A transplant surgeon discusses the pioneers, science, and ethical challenges of organ transplantation as well as the ways that organ transplants have revolutionized medical care, offering the stories of his own patients.
Although the formal organization of When Death Becomes Life begins with the history of transplantation and then shifts to stories of individual patient experiences, the effect is that readers are first introduced to the endeavor’s scientific hurdles and then to its ethical quandaries ... In narrating the history, Mezrich renders a century of technical innovations as gripping as any gumshoe potboiler by Raymond Chandler or Dashiell Hammett ... To his credit, Mezrich approaches these pioneers [of transplantation] with reverence, but also with a dispassionate eye. He is quick to call out conduct that strikes him as unseemly or even unethical ... Into these patient narratives, Mezrich masterfully weaves many of the most unsettling ethical questions surrounding modern transplantation ... The volume is also striking for its resounding eloquence, all the more remarkable for a physician writing a first book.

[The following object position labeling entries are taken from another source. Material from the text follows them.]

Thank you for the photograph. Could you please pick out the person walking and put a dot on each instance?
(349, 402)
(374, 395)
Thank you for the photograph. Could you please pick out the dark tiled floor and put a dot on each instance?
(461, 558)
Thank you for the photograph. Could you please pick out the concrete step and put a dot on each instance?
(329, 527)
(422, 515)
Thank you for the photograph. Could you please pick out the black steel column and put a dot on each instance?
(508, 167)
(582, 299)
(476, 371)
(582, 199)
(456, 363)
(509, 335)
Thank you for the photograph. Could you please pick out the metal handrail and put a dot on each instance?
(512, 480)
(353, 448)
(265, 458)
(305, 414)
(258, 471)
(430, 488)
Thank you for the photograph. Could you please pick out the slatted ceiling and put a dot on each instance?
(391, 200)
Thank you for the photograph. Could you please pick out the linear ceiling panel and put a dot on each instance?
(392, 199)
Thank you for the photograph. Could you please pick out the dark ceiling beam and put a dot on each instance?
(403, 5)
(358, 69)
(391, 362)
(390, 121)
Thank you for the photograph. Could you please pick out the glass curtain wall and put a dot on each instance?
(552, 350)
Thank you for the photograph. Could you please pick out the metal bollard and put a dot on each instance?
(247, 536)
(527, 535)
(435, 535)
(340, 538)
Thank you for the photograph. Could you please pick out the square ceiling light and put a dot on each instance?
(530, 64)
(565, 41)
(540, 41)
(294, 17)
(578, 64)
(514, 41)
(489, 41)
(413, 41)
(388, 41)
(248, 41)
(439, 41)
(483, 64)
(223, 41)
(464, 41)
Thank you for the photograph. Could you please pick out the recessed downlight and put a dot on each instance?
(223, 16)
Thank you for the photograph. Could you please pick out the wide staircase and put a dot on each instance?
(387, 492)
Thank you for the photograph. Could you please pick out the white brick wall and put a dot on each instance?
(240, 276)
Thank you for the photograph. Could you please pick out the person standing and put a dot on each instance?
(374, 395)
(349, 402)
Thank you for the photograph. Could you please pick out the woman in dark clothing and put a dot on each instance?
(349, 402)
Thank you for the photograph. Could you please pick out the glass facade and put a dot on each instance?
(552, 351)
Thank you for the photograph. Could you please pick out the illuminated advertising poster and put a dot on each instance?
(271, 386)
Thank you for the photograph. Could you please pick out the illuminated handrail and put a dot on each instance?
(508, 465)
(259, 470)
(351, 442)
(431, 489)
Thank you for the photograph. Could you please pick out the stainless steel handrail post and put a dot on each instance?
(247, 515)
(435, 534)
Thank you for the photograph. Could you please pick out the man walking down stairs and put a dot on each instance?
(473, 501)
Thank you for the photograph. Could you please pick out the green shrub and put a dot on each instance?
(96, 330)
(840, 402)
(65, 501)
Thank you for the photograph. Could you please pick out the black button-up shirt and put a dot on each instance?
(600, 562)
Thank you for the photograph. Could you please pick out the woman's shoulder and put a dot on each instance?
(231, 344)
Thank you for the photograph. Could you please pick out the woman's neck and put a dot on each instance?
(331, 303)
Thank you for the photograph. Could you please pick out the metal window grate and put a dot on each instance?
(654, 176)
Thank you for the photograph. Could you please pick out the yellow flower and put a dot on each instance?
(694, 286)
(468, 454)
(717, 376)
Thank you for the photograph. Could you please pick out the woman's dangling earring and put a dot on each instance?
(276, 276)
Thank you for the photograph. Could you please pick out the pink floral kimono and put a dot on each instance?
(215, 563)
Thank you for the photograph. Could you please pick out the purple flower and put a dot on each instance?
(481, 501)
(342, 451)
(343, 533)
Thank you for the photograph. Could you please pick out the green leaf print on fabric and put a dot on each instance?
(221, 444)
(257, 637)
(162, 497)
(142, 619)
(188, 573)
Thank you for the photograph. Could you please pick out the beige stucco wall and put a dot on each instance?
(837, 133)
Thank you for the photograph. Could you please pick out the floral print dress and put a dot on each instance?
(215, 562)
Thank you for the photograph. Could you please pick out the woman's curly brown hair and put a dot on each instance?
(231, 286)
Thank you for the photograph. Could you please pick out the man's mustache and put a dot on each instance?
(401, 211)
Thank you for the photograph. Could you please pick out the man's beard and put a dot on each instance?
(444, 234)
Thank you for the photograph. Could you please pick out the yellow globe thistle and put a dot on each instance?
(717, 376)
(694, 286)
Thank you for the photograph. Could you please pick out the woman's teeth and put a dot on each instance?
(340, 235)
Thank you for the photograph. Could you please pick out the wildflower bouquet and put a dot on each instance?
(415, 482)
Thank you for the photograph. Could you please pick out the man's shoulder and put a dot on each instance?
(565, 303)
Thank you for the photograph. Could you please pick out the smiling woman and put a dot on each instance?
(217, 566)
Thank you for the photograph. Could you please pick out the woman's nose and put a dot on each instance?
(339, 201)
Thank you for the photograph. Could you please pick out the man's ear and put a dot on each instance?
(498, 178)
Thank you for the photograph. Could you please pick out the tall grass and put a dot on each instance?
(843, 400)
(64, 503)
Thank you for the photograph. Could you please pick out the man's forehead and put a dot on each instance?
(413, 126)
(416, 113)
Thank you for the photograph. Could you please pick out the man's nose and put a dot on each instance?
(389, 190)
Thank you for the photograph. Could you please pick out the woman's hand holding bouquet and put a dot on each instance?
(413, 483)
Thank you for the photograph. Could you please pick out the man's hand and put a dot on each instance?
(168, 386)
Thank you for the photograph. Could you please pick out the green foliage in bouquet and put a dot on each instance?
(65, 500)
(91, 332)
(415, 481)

Mezrich, who tells jokes and plays Tupac in the operating room, walks readers through procedures step by gory step ... Readers will quickly become acquainted with medical terms...but the technical language is balanced by thrilling accounts of medical discoveries and the author's own surgeries. In writing about his life-saving career, Mezrich is both casual...and reverent ... He recognizes the great responsibility surgeons have and takes care to show the humanity in each patient, both organ donor and recipient.
Dr. Mezrich’s book braids unflinching medical history with frank clinical memoir ... Dr. Mezrich is at his best in explaining—sometimes with deep reservations—why different organs have different rules and ethical norms.